Some parts were ordered from Banggood to get started on the radio. An Arduino Pro Mini to use as the reciever, and Arduino Leonardo for the transmitter, and a couple of NRF24L01 boards for the 2.4GHz radio link.

Connecting Arduino to NRF24L01 Boards

After receiving the Arduino boards, the first thing was to load new Blink programs. This confirmed that they worked, and I could program them. The only issue was for some reason the Leonardo will only work as root. When it cam to connecting the the NRF modules to the Arduino, it was again the Leonardo that was proved to be more challenging. In addition to the power lines, the NRF's require five extra connections. Three of those connections are not available on the standard header, but are available on the ICSP header. As the remaining two connections can be assigned to any digital pin, it is possible to have all of the Leornardo's 12 analogue input pins free to use. This would make it possible to connect up all the controls on the radio, if needed.

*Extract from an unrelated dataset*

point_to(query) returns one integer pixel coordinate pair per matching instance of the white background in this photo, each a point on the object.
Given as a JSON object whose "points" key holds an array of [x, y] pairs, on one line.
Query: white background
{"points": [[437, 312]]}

The diagram below shows how the NRF boards were connected for initial testing.

With this set-up, it has been possible to communicate between the boards from different locations in the house.


The YouTube videos that started this mentioned a specific library for the RF modules. For no good reason, for this test, the Radio Head library has been used.

Learnt so far

  • Getting the radios to work was easy.
  • The Leonardo is not quite as simple to use as the pro-mini. Mainly due to the build in USB has to be handled by the Arduino software in a different way.
  • Choosing the Leonardo for the transmitter will allow me to use all 12 analogue inputs.
  • Just because a NRF24L01 board has a plug for an aerial does not mean that it is the high power version!